Ummmmmmm...Dick? This is Zimbabwe we're talking about here.
Difficulties would arise if the tigers got into the wild, he said.
Yeah, but that probably won't happen, right, Dick? ...Dick?...Hello?
Seizure of 5,000 white-owned commercial farms and game conservancies under Mugabe's "fast track" redistribution of land to black Zimbabweans has resulted in massive poaching, conservation experts have reported since its start in February 2000. Zimbabwe lost 3,000 black rhino to international poaching gangs in the 1980s but has fought for the right to trade ivory from its estimated 80,000 elephants.
Hey, but it's Zimbabwe, so Bob gets a pass...
Posted by:tu3031

#4  I doubt it. Them tigers eat yo ass when ya can't feed em. And I gots nuthin to feed em.
Posted by: Farmin B. Hard   2005-09-15 16:22  

#3  Lions and tigers and bears.
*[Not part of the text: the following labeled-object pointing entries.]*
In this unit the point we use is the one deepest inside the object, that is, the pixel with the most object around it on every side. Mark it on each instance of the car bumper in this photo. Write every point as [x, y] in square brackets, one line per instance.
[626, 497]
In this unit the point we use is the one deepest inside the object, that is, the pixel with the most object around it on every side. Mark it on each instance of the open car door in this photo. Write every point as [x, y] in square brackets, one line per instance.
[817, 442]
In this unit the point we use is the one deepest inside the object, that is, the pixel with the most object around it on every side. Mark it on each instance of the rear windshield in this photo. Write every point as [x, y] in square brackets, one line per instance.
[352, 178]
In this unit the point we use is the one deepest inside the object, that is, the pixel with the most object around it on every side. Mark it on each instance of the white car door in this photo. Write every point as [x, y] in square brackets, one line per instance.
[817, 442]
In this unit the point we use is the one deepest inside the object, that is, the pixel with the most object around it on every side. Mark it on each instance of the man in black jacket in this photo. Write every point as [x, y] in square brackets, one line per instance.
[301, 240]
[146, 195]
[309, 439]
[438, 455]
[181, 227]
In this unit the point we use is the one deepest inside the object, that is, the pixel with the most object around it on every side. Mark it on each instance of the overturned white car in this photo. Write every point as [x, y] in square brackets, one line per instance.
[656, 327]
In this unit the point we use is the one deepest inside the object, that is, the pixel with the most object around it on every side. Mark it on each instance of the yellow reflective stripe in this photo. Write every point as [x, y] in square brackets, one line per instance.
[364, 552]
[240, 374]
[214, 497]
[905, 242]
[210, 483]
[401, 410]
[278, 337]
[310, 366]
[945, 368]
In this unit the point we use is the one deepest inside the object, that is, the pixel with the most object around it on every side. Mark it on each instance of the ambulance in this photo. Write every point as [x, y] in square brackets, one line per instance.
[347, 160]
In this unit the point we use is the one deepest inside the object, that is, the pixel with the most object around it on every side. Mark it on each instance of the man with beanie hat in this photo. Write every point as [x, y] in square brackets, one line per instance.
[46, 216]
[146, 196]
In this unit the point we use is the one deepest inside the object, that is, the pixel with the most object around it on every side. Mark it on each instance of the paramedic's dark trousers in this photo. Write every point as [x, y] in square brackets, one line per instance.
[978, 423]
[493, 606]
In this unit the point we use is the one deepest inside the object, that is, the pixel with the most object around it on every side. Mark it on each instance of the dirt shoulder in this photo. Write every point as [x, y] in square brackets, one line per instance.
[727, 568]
Oh, my!

Will we be seeing postings from "Tiger-ranching B. Hard?"
Posted by: Jackal   2005-09-15 16:05  

#2  Let's see
Aids is at 25%.
The white farmers got run out.
nobody is farming the land.
Tigers are to be brought in.

I think Mugabe has made a deal to deliver a relatively empty country to China to handle their population expansion.
Certainly a new twist on nation building.

Oh I forgot, it's been done before by giving the "Native Americans" smallpox infected blankets.
Posted by: Redneck Jim   2005-09-15 14:13  

#1   " Siberian tigers are native to the pine forest of the remote Amur region, seasonally blanketed in heavy snow. Hwange National Park, 500 kilometers (1,200 miles) west of the capital, has little surface water for most of the year. Prides of lion and leopards compete for prey with packs of hyena and painted hunting dog.